For a stunned moment Jane said nothing. Then she dragged out a few words. “You’re kidding, aren’t you?”
“I beg your pardon?”
“This whole thing…” Jane said, “…your costume, dressed as Jestyn Greywick…the carriage…were you – are these scenes arranged for tourists?”
“I don’t know what you’re talking about, Miss Fielder,” he said.
“What I mean is you can’t really be serious about your name unless you’re – oh, I get it. You’re
pretending
to be Jestyn Greywick. That was the name of the man in the portrait I saw moments ago.” Jane felt dizzy and probably wasn’t making sense, judging by the look in the man’s eyes.
“We can’t talk about that out here. You are injured, madam,” Greywick said. “Allow me to take you to the carriage. We can sort this out when you have been made comfortable.”
“No,” Jane insisted. “Even if I’m injured I must clear up things. I was on a tour of your estate with a friend and when I touched your hand on your portrait a blazing light blasted me to here. We
are
still at the Greywick estate, aren’t we?”
“You have not been at my estate, madam. This is the first time I have seen you.”
“Where am I, then?” Jane asked, confused and dizzy and trying to deal with her aching body as she tried to sort out her whereabouts with the costumed man.
“You don’t know where you are?”
“As, I said, before I passed out, I was on a tour of the Greywick estate.”
“You’re on the road between Greywick Hall and Lord Halensford’s estate, by Mystic Bridge.”
“I hope you’re kidding me,” Jane said. She was in no mood for jokes as she tried to deal with her aching body.
“I believe the carriage is not broken, once I calm the fool horses you spooked, madam,” the man added, apparently dismissing Jane’s words.
“The last thing I meant to do was startle your horses. I was only trying to get your attention,” Jane explained. “I was afraid it would be a long time before another vehicle went by this rough road.”
“My brother is in the carriage,” the man who called himself Greywick said. “I think he only has a surface head wound. How did you get to this road, madam? In what conveyance?” He looked around.
“I have already told you and you didn’t believe me.”
“Tell me then in detail, madam and I shall try to understand your explanation.”
“All right,” Jane said with a sigh.
“I was on a tour where there was a portrait of – of a young man who looked like –
you!
I had been to that estate as a teenager and had touched the same painting and it had felt warm to the touch. I returned years later, intrigued, and again touched the painting. The hand on the painting I touched –
your
hand – again felt
warm.
But this time the moment I touched the hand I was swirled into a blazing spinning light and awoke on this dirt road.”
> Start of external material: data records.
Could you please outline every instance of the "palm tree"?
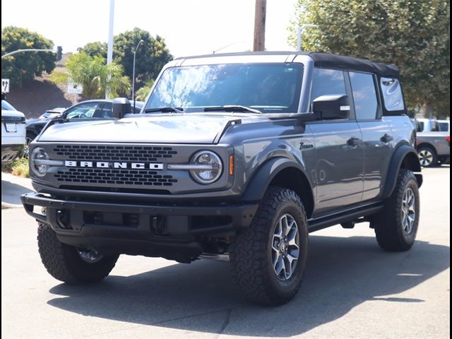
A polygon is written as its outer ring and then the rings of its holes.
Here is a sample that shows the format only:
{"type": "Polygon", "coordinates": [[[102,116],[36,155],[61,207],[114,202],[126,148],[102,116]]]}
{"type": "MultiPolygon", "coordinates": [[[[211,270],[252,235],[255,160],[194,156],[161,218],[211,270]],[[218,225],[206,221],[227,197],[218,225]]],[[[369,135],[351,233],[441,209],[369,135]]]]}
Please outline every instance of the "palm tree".
{"type": "Polygon", "coordinates": [[[107,65],[102,56],[90,56],[81,52],[68,58],[66,71],[56,69],[52,72],[50,80],[56,83],[71,81],[81,85],[83,99],[97,99],[105,96],[108,85],[112,97],[117,96],[118,93],[129,93],[130,80],[123,73],[124,67],[117,62],[107,65]]]}

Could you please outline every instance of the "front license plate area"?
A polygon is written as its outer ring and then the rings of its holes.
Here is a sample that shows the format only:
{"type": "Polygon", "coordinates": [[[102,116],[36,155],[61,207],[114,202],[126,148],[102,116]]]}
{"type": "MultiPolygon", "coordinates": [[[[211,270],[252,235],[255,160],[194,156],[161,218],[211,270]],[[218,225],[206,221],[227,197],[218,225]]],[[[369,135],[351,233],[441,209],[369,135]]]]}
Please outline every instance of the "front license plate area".
{"type": "Polygon", "coordinates": [[[16,124],[14,124],[13,122],[5,123],[5,129],[6,129],[6,131],[8,133],[17,132],[17,127],[16,126],[16,124]]]}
“We must return to Lord Halensford’s estate, Miss Fielder,” said Jestyn, shaking his head at her words. “You and my brother Cedric must be examined by a physician.”
The young man seemed startled at her words and it was obvious he had dismissed them. Well, she couldn’t blame him. Her words would have sounded strange even to her mother.
The pain in her leg was becoming unbearable. She could hardly move it as it throbbed. And her mind as yet didn’t know how to deal with what had happened to her.
All this was churning around painfully in her mind when she realized that the man who called himself Greywick was about to lift her in order to carry her back to his quaint carriage.